Let me know if you have more questions.

cxw-droid commented 3 years ago

Thanks for your quick response.

I tested the code using sh scripts/meta/cora_meta.sh on dataset cora. I tested at different ptb_rate. The test results are as follows,

ptb_rate -> accuracy 0.05 → 0.8295 0.10 → 0.7822 0.15 → 0.7631 0.2 → 0.5739 0.25 → 0.5282

It seems the accuracy at ptb_rate 0.2 and 0.25 drops significantly and is much lower than expected. I changed only the ptb_rate in the shell script to run the test.

ChandlerBang commented 3 years ago

Hi, thanks for the feedback!

I just found that the hyper-parameters provided in the cora-meta scripts are not exactly the same as those used in the experiments. Please change lr=1e-3 to lr=5e-4 and epoch=400 to epoch=1000. I have also updated them in the script.

ChandlerBang commented 3 years ago

Btw, below are the results I got for cora-meta: (for one seed) 0.05 -> 0.8300 0.10 -> 0.7943 0.15 -> 0.7606 0.20 -> 0.7369 0.25 -> 0.6942

cxw-droid commented 3 years ago

Thanks, I got a similar result.

But when I tried with a couple of different seeds, the results were 0.02~0.03 lower for ptb_rate 0.2 and 0.25. Do you have the code/script to run multiple rounds of tests to get the mean and std of the accuracy?

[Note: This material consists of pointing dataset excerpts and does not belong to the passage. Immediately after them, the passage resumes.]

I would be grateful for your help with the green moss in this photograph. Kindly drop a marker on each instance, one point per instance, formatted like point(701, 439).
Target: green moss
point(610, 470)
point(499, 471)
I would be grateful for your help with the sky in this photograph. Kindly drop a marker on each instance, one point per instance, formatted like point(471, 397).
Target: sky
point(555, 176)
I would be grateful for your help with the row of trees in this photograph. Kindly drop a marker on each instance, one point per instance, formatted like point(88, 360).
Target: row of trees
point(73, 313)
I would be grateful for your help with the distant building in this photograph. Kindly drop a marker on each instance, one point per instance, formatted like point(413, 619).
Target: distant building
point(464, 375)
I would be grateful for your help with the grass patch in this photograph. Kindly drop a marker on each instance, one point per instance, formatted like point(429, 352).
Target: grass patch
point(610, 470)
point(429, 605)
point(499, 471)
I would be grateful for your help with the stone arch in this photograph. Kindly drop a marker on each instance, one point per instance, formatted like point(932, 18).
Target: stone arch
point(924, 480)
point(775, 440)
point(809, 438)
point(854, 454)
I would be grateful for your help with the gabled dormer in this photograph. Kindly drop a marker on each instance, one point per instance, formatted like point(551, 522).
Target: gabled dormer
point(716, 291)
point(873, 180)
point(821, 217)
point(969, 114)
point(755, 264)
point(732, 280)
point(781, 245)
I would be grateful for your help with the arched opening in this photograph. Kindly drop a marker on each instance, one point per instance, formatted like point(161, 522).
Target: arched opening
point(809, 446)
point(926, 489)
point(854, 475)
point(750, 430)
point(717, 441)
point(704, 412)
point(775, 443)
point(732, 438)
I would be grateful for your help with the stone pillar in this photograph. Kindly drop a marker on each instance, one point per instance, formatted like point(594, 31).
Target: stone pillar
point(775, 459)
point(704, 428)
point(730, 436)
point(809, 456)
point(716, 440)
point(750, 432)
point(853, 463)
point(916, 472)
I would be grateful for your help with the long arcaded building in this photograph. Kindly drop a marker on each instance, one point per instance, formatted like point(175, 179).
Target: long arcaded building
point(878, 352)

ChandlerBang commented 3 years ago

Hi,

1) It could happen that some results are lower because the variance is relatively higher than other perturbation rates. I would suggest to run more seeds.

2) I cannot find the script now but it basically running the given command for 10 times (note that all the experiments are evaluated under seeds from 10 to 19). The python script does something like this

# filename: run.py
import os 
seeds = list(range(10, 20))
for seed in seeds:
    command = "python train.py --dataset cora --seed %s" %seed
    os.system(command)

Then you run

python run.py >> cora.out

Thecora.out file stores all the output from the program and we can simply write a script to extract the lines with the string "Test set results:" and obtain the results to calculate the mean/std.